We got into the business because we were afraid the Germans would get it -- it had nothing to do with the Japanese. People worked their buts off to get it working, because that was their contribution to the war effort. They continued once it was clear that the Germans were done for, and even after VE Day basically from inertia, and were too caught up in the moment to question the rationale. And the same applies to the military and political leaders who authorised the use. There was no real understanding until after the fact. Only a few dozen people had seen the Trinity test. The sense of horror at what the bomb meant didn't hit home until after the surrender. Sure it killed a lot of people.

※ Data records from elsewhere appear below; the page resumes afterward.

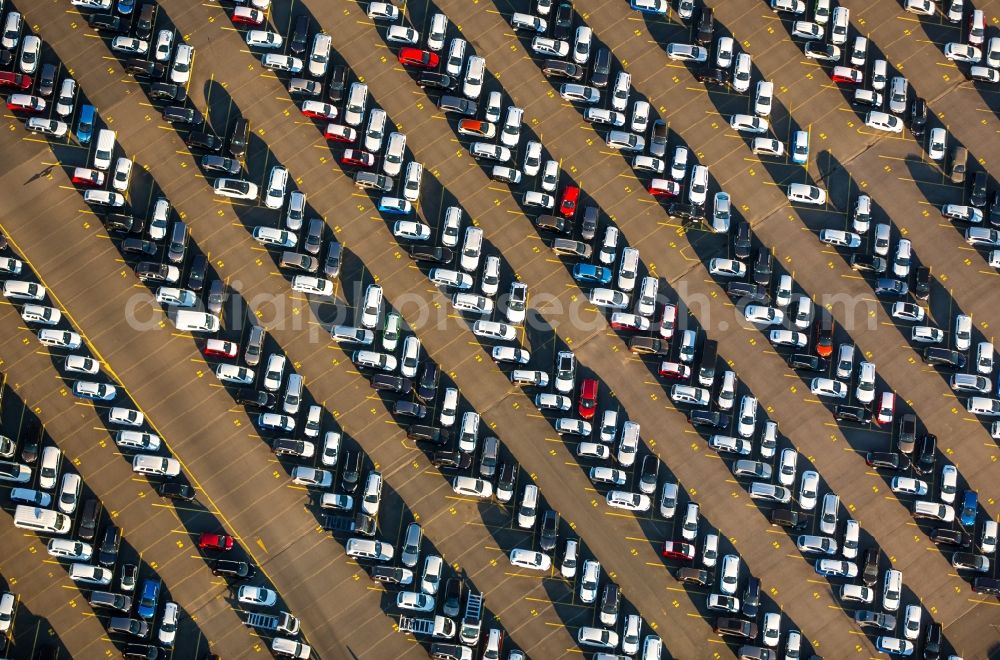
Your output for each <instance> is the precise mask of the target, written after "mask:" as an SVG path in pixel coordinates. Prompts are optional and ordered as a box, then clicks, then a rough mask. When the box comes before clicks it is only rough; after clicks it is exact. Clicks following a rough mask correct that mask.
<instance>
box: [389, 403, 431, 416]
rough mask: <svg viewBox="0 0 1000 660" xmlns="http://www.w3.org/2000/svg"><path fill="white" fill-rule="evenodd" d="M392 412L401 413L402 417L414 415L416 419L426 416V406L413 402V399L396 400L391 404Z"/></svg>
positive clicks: (395, 413) (426, 410) (426, 413)
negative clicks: (391, 407)
mask: <svg viewBox="0 0 1000 660" xmlns="http://www.w3.org/2000/svg"><path fill="white" fill-rule="evenodd" d="M392 412H393V413H394V414H396V415H402V416H404V417H416V418H417V419H423V418H424V417H427V406H423V405H421V404H419V403H414V402H413V401H397V402H396V403H395V404H393V406H392Z"/></svg>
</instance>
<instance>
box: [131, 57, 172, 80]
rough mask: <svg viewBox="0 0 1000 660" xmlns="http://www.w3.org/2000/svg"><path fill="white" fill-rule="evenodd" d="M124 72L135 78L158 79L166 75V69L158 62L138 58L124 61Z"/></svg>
mask: <svg viewBox="0 0 1000 660" xmlns="http://www.w3.org/2000/svg"><path fill="white" fill-rule="evenodd" d="M125 70H126V71H128V72H129V73H133V74H135V75H137V76H145V77H146V78H156V79H160V78H162V77H163V74H164V73H166V69H165V68H164V66H163V65H162V64H160V63H159V62H150V61H149V60H143V59H140V58H138V57H132V58H129V59H127V60H125Z"/></svg>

But the firebombings of Tokyo killed more. More died in the rape of Nanjing. I mean civilians, not soldiers. It wasn't seen as anything more than another means to the same awful, bloody end.

After the war was over, people realized that it was different.

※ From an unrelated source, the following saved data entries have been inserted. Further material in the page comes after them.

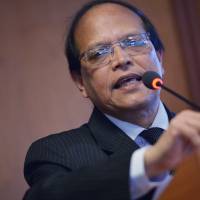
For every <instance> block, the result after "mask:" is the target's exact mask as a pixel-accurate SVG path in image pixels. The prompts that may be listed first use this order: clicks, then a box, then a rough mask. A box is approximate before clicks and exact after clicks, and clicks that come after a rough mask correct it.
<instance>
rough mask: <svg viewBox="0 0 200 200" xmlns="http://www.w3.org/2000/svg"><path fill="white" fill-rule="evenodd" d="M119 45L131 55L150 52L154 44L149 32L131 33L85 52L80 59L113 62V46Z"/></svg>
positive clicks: (105, 62) (104, 64)
mask: <svg viewBox="0 0 200 200" xmlns="http://www.w3.org/2000/svg"><path fill="white" fill-rule="evenodd" d="M116 45H119V46H120V47H121V48H122V49H123V50H125V51H126V52H127V54H128V55H130V56H136V55H140V54H145V53H149V52H150V51H151V50H152V45H151V43H150V39H149V33H140V34H134V35H130V36H128V37H126V38H124V39H122V40H120V41H117V42H114V43H112V44H104V45H98V46H96V47H94V48H92V49H90V50H88V51H86V52H83V53H82V54H81V55H80V57H79V59H80V60H81V59H83V61H84V62H86V63H88V64H91V65H95V66H97V65H107V64H109V63H110V62H111V60H112V56H113V53H114V48H113V46H116Z"/></svg>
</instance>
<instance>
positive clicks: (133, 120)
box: [108, 99, 160, 128]
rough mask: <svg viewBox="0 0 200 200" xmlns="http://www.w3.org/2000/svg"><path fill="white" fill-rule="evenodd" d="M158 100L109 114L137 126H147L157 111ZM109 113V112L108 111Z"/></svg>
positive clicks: (157, 107) (148, 125)
mask: <svg viewBox="0 0 200 200" xmlns="http://www.w3.org/2000/svg"><path fill="white" fill-rule="evenodd" d="M159 103H160V100H159V99H158V100H157V101H155V102H154V103H153V104H148V105H141V106H138V107H137V108H134V109H129V110H128V111H127V110H126V111H123V112H121V111H120V112H117V114H115V113H114V114H113V113H112V114H111V115H112V116H113V117H116V118H118V119H120V120H123V121H127V122H129V123H133V124H136V125H138V126H141V127H144V128H148V127H149V126H150V125H151V124H152V123H153V121H154V119H155V117H156V114H157V112H158V108H159ZM108 114H109V113H108Z"/></svg>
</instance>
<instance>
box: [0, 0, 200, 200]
mask: <svg viewBox="0 0 200 200" xmlns="http://www.w3.org/2000/svg"><path fill="white" fill-rule="evenodd" d="M85 2H87V1H86V0H73V1H72V0H42V1H41V0H0V158H1V159H0V199H2V200H11V199H12V200H20V199H22V196H23V194H24V192H25V191H26V189H27V188H28V185H27V184H26V182H25V181H24V177H23V163H24V159H25V155H26V152H27V150H28V147H29V146H30V144H31V143H32V142H33V141H34V140H36V139H38V138H40V137H44V136H46V135H49V134H51V133H55V132H60V131H63V130H66V129H71V128H74V127H78V126H79V125H81V124H82V123H83V122H85V121H87V119H88V117H89V115H90V113H91V109H92V105H91V104H90V102H88V100H86V99H84V98H82V97H81V95H80V94H79V91H78V89H77V88H76V87H75V85H74V84H73V82H72V80H71V78H70V76H69V73H68V68H67V61H66V59H65V57H64V53H63V52H64V40H65V34H66V32H67V29H68V26H69V24H70V21H71V19H72V17H73V15H74V13H75V12H76V11H77V9H78V8H80V7H81V5H82V4H84V3H85ZM129 2H132V3H133V4H134V5H136V6H137V7H139V8H140V9H142V10H143V11H144V12H145V13H146V15H147V16H149V18H150V19H151V20H152V22H153V23H154V24H155V26H156V27H157V29H158V32H159V34H160V36H161V38H162V40H163V42H164V44H165V48H166V52H165V55H164V66H165V84H166V85H168V86H169V87H171V88H173V89H174V90H176V91H178V92H179V93H181V94H182V95H184V96H186V97H187V98H189V99H191V100H193V101H195V102H197V103H199V102H200V92H199V85H200V47H199V35H200V23H199V18H200V1H198V0H132V1H131V0H130V1H129ZM162 97H163V98H162V99H163V101H164V102H165V103H166V104H167V105H168V106H169V107H170V108H171V109H172V110H173V111H175V112H179V111H181V110H183V109H185V108H187V106H186V105H185V104H184V103H182V102H179V101H178V100H176V99H175V98H174V97H172V96H171V95H170V94H166V93H165V92H163V93H162Z"/></svg>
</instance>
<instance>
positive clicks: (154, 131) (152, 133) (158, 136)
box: [139, 127, 164, 145]
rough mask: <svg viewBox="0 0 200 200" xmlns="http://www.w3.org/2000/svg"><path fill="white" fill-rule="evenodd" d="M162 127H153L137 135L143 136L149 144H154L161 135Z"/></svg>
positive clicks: (139, 135)
mask: <svg viewBox="0 0 200 200" xmlns="http://www.w3.org/2000/svg"><path fill="white" fill-rule="evenodd" d="M163 131H164V129H162V128H158V127H153V128H149V129H147V130H144V131H142V132H141V133H140V134H139V136H140V137H143V138H144V139H145V140H146V141H147V142H149V143H150V144H152V145H153V144H155V143H156V141H157V140H158V139H159V137H160V136H161V135H162V133H163Z"/></svg>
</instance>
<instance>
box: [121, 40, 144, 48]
mask: <svg viewBox="0 0 200 200" xmlns="http://www.w3.org/2000/svg"><path fill="white" fill-rule="evenodd" d="M123 43H124V47H142V46H145V45H146V41H145V40H133V39H127V40H125V41H124V42H123Z"/></svg>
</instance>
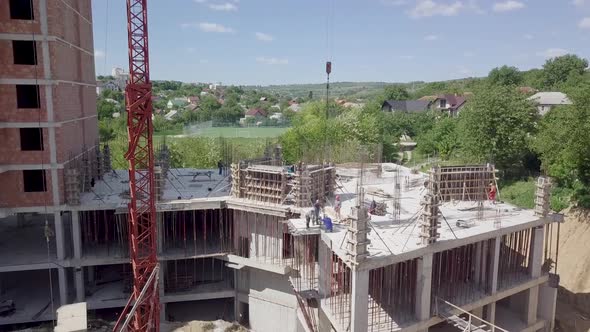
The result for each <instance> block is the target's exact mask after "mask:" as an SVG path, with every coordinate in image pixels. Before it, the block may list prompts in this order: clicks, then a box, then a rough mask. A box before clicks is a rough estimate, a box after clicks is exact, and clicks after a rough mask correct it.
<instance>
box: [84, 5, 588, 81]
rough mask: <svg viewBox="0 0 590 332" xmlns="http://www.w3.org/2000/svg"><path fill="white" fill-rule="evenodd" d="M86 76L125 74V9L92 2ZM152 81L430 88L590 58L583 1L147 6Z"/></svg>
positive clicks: (125, 53)
mask: <svg viewBox="0 0 590 332" xmlns="http://www.w3.org/2000/svg"><path fill="white" fill-rule="evenodd" d="M92 3H93V6H92V7H93V23H94V44H95V54H96V57H95V59H96V71H97V73H98V74H102V73H105V72H110V71H111V68H112V67H121V68H125V69H127V68H128V60H127V37H126V36H127V30H126V29H127V26H126V16H125V1H124V0H93V1H92ZM148 11H149V37H150V57H151V75H152V79H155V80H158V79H167V80H179V81H184V82H217V81H219V82H222V83H223V84H260V85H267V84H289V83H320V82H324V81H325V73H324V64H325V61H326V60H327V59H331V60H332V62H333V72H332V77H331V80H332V81H385V82H408V81H437V80H446V79H453V78H462V77H468V76H483V75H486V74H487V73H488V72H489V70H490V69H492V68H494V67H496V66H500V65H504V64H507V65H511V66H516V67H518V68H520V69H523V70H524V69H530V68H534V67H540V66H541V65H542V64H543V63H544V61H545V60H546V58H548V57H551V56H557V55H561V54H565V53H575V54H578V55H579V56H582V57H585V58H588V57H590V38H589V35H590V0H150V1H149V4H148Z"/></svg>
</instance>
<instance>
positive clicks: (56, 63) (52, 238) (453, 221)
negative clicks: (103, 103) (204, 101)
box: [0, 0, 560, 332]
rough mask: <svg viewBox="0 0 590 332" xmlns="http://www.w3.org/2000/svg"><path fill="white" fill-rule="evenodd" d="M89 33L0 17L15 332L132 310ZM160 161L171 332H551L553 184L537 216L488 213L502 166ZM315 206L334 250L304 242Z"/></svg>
mask: <svg viewBox="0 0 590 332" xmlns="http://www.w3.org/2000/svg"><path fill="white" fill-rule="evenodd" d="M31 4H32V6H30V5H31ZM91 22H92V19H91V11H90V0H77V1H73V0H64V1H62V0H33V1H31V2H29V1H18V0H15V1H2V2H0V43H1V44H2V47H0V61H1V62H2V66H0V100H1V101H2V111H1V113H0V136H1V137H2V138H3V142H6V143H5V144H3V145H2V146H1V147H0V149H2V150H1V152H2V153H1V154H0V183H2V186H1V187H0V218H1V219H0V227H1V231H0V245H1V248H2V249H3V250H2V252H3V254H2V255H0V301H6V302H2V303H3V304H4V305H5V306H8V307H9V310H5V311H3V312H2V313H1V314H0V326H3V327H9V326H11V325H14V324H22V323H35V322H44V321H50V320H52V319H54V317H55V311H56V310H57V308H58V307H59V306H60V305H63V304H68V303H76V302H86V303H87V308H88V310H89V316H90V319H92V318H93V317H101V318H105V319H114V318H116V316H117V314H118V313H119V312H120V310H121V308H122V307H123V306H124V305H125V303H126V301H127V299H128V298H129V293H130V291H131V287H130V286H131V282H132V278H131V267H130V265H129V252H128V248H129V244H128V231H127V229H128V217H127V203H128V201H129V188H128V186H129V184H128V173H127V171H126V170H112V167H111V165H110V162H109V161H110V152H109V151H108V148H106V147H100V146H99V145H98V144H97V142H96V139H97V125H96V108H95V98H96V97H95V95H94V68H93V58H92V57H93V50H92V25H91ZM66 27H67V29H66ZM156 155H157V156H158V162H157V165H158V170H157V179H156V182H157V214H158V215H157V218H158V253H159V254H158V258H159V261H160V276H159V282H160V286H161V287H160V292H161V294H160V300H161V306H162V310H161V312H162V320H170V321H188V320H192V319H203V320H207V319H217V318H223V319H225V320H230V321H232V320H237V321H239V322H241V323H243V324H244V325H248V326H250V327H251V328H252V329H253V330H255V331H277V330H280V331H292V332H294V331H353V332H357V331H428V330H430V331H447V330H449V331H455V330H458V329H461V330H472V331H551V330H552V327H553V318H554V312H555V300H556V294H557V283H558V277H557V276H556V275H555V274H554V272H555V265H556V261H557V259H556V251H557V250H556V248H552V246H551V244H552V243H554V242H555V241H553V240H552V239H550V237H549V234H553V232H552V230H551V229H552V228H553V227H554V225H555V224H556V223H558V222H559V220H560V219H559V218H557V217H556V216H555V215H552V214H549V212H548V202H549V201H548V199H549V188H550V182H549V181H546V180H545V179H540V181H539V184H538V192H537V196H536V201H535V204H536V208H535V210H534V211H533V210H522V209H518V208H515V207H514V206H511V205H509V204H506V203H502V202H497V203H496V204H494V203H493V202H490V201H489V200H487V194H486V187H487V186H488V184H489V182H494V181H495V180H496V175H495V174H496V173H495V170H494V168H493V167H492V166H491V165H476V166H457V167H437V168H434V169H432V170H431V172H430V173H429V174H423V173H419V172H414V171H411V170H409V169H406V168H403V167H399V166H396V165H393V164H375V165H370V167H369V166H368V165H365V164H363V163H360V164H355V165H348V167H342V166H340V167H339V166H336V165H333V164H330V163H328V162H327V161H326V160H321V161H317V162H316V163H310V164H308V165H306V164H303V163H300V164H296V165H288V166H285V165H283V162H282V158H281V154H280V149H269V150H268V151H267V153H266V154H265V156H263V157H262V158H261V159H258V160H250V161H239V162H238V161H236V162H235V163H234V165H232V169H231V174H228V176H225V175H221V176H220V175H218V174H217V172H215V171H211V170H201V169H175V168H171V167H170V162H169V160H168V158H169V154H168V153H167V149H166V148H165V146H161V147H160V148H159V150H158V151H157V153H156ZM316 159H317V158H316ZM359 159H362V158H359ZM359 161H360V160H359ZM373 170H374V171H373ZM335 195H339V196H340V199H341V201H342V209H341V215H340V216H339V217H338V216H337V215H336V213H335V211H334V209H333V208H332V206H333V203H334V199H335ZM500 198H501V196H500ZM316 200H320V202H321V204H322V205H323V207H324V211H323V213H325V214H326V215H327V216H330V217H331V218H332V219H333V220H334V229H333V231H332V232H327V231H326V230H325V228H323V227H320V226H318V225H311V226H310V227H309V228H307V227H306V223H305V218H304V217H303V216H304V215H305V213H306V212H307V211H309V210H310V209H311V207H312V205H313V203H314V202H315V201H316ZM373 201H375V205H377V206H379V207H382V209H381V210H379V211H380V212H376V209H375V208H374V207H373V203H372V202H373ZM370 212H371V213H370ZM382 212H383V213H382ZM322 215H323V214H322ZM558 225H559V224H557V226H558ZM8 303H10V304H12V307H10V306H9V305H8Z"/></svg>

Okay, granted, that was the point of view of many who worked on the Manhattan Project; politicians and military leaders probably didn't have the same perspective -- but the point is that even the people who knew best what was going on and the implications of the bomb weren't able to see clearly what it really meant. It's very hard to draw any conclusions from decisions made in the ignorance of the time.




And would the Japanese fight to the last? Well, I don't know ... according to Churchill, the British sure would have, so I can't see why not the Japanese.
All changes, even the most longed for, have their melancholy; for what we leave behind us is a part of ourselves; we must die to one life before we can enter another.